De meeste uitstrijkjes van de baarmoedermond worden gemaakt bij de huisarts. Vaak wordt het uitstrijkje gemaakt door de assistente, die daarvoor is opgeleid en soms maakt de huisarts zelf het uitstrijkje. Met een borsteltje worden cellen van de baarmoedermond afgenomen. Om de baarmoedermond te zien wordt een speculum (eendenbek) in de vagina gebracht, waarna de uitstrijk afgenomen kan worden. Het inbrengen van het speculum gaat het makkelijks en het minst vervelend als je de bekkenbodem goed ontspant.
Bevolkingsonderzoek (BVO)
Uitstrijkjes van de baarmoedermond worden gemaakt in het kader van het bevolkingsonderzoek (BVO) bij vrouwen tussen de 30 en 60 jaar. Deze vrouwen hebben meestal geen klachten. Uitstrijkjes worden verder ook gemaakt bij vrouwen die wel klachten hebben. Dit zijn meestal klachten van afwijkend bloedverlies, zoals contactbloedingen of bloedverlies na de overgang. Gelukkig is maar een klein deel van de afgenomen uitstrijkjes afwijkend.
Afwijkend uitstrijkje
Vrouwen die horen dat ze een afwijkend uitstrijkje hebben, schrikken bijna altijd en denken vaak dat er een ernstige ziekte is geconstateerd. Gelukkig valt dit meestal wel mee. Om te voorkomen dat een vrouw zich in de wachttijd tot het vervolgonderzoek zorgen maakt is het belangrijk om zo snel mogelijk na het horen van de uitslag een afspraak bij een gynaecoloog te krijgen. Hoe eerder iemand weet dat de afwijking wel meevalt, hoe eerder de stress over het afwijkend uitstrijkje weg is.
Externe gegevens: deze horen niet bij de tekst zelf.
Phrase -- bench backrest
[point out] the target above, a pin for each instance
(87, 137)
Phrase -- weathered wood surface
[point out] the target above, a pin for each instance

Vaak is er sprake van een lichte afwijking die meestal met een kleine behandeling op de polikliniek van een gynaecoloog verholpen kan worden. Soms is behandeling niet nodig en worden er alleen wat vaker uitstrijkjes gemaakt tot de afwijking is verdwenen. In zeldzame gevallen wordt er wel baarmoederhalskanker geconstateerd, ook hier is met name in een vroeg stadium goede behandeling mogelijk.
In de Roosevelt kliniek is het om bovengenoemde reden, mogelijk om binnen twee werkdagen een afspraak te krijgen, voor onderzoek en eventuele directe behandeling.